Rise, one has to understand, is designed to vaguely mimic an Alpine chalet (which is the perfect antidote to wet, chilly December days), and that investment includes all sorts of cute tabletop accoutrement—so, you know, why not go ahead and sell it?

The best of the offerings are the colorful napkins, which would also make great dish towels. Most of them riff on Rise's menu and Frenchiness, but there's also a turquoise version with the Houston skyline and an azure blue one that has a cheeky French take on football. The towels are made especially for the restaurant using the same fabrics and looms that have made similar textiles for 200 years, according to one hostess. They are also delightfully soft, $21 each, and perfect for anyone on your list.

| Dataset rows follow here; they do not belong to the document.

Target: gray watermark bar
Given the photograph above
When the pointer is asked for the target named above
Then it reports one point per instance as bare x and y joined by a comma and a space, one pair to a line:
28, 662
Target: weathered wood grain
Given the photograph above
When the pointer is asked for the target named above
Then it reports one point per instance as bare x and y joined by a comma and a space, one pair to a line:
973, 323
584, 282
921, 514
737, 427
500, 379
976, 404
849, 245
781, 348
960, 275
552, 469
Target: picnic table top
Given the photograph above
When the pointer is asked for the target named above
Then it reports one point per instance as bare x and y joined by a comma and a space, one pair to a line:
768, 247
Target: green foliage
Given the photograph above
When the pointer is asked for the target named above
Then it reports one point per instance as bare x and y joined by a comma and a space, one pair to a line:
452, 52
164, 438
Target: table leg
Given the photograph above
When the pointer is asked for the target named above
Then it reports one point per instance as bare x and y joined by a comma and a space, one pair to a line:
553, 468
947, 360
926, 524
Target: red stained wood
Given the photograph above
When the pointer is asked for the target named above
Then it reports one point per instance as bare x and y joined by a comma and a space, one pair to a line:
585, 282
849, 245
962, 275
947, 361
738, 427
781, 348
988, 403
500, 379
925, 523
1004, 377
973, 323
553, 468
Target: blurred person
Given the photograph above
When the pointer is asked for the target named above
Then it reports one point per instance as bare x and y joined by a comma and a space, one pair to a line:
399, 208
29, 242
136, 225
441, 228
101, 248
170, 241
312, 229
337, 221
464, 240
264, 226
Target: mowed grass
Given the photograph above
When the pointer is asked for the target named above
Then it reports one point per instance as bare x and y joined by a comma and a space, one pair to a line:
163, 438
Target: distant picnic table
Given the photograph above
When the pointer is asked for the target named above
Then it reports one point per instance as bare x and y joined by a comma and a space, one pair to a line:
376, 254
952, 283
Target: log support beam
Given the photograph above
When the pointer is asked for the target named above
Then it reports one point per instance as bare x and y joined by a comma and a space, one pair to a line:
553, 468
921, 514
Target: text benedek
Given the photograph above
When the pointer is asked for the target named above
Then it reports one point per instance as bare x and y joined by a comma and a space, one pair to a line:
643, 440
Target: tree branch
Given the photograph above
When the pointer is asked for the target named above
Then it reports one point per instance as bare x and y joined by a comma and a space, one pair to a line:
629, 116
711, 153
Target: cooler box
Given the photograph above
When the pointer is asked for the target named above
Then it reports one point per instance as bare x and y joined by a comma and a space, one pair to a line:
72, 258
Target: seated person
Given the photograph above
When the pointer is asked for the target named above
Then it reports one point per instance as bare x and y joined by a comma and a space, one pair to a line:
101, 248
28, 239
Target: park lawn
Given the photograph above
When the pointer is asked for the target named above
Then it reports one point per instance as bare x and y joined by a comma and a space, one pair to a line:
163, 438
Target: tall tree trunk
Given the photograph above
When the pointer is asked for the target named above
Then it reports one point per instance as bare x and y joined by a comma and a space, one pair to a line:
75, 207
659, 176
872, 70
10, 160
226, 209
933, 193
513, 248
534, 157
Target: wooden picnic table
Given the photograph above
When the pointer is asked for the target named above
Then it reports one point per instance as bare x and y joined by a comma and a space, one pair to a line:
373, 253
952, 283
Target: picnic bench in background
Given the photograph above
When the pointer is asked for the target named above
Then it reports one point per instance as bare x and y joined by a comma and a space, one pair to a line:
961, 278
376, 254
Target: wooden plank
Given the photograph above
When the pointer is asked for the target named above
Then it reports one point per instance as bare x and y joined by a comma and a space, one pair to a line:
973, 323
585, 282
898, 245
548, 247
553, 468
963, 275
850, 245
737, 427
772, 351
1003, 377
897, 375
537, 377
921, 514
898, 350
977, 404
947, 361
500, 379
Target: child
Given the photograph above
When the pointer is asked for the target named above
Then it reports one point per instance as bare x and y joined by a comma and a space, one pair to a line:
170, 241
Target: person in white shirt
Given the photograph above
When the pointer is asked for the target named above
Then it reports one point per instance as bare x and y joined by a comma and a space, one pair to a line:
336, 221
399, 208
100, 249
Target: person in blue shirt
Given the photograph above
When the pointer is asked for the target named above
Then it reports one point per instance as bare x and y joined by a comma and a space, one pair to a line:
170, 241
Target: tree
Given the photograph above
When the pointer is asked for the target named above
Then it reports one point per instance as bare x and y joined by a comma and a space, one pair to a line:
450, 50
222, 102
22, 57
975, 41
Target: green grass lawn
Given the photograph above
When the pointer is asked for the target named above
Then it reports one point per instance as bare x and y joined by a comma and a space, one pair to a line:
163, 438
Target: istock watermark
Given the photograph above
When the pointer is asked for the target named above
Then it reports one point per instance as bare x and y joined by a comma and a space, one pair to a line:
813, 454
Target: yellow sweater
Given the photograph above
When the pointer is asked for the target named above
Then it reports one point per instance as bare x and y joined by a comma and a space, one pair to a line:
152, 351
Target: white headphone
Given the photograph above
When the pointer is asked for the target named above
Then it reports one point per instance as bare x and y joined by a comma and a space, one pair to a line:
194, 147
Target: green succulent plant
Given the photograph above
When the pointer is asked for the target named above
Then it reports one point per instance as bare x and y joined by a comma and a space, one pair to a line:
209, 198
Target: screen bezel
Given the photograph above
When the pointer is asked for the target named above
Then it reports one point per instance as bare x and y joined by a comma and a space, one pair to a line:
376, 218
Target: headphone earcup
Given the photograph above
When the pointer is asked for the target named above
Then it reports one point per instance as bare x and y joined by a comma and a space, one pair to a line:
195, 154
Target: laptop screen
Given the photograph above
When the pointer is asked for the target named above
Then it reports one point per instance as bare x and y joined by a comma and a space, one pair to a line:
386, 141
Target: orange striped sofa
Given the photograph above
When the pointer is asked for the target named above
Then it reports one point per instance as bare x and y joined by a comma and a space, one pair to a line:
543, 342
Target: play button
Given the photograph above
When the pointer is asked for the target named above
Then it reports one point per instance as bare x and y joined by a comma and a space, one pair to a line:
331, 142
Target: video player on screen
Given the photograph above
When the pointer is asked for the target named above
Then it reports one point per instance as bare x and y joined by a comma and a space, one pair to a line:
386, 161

Else where in the mini gift shop are French children's books (The Little Prince), French cookbooks and other textiles, as well as the unusual guillotines brought to every table with the bread service, glassware, French presses and Marseille's beloved Savon soaps, made in liquid form just for the restaurant. 

Like Cuchara, which also turned its papular and unique serving ware and accessories from Mexico into a cottage business, Rise is selling not just its food (and its napkins), but a lifestyle brand. And best of all, in a gift pinch you can run to lunch and never even make a second stop. The wares will be greeted with endless mercis.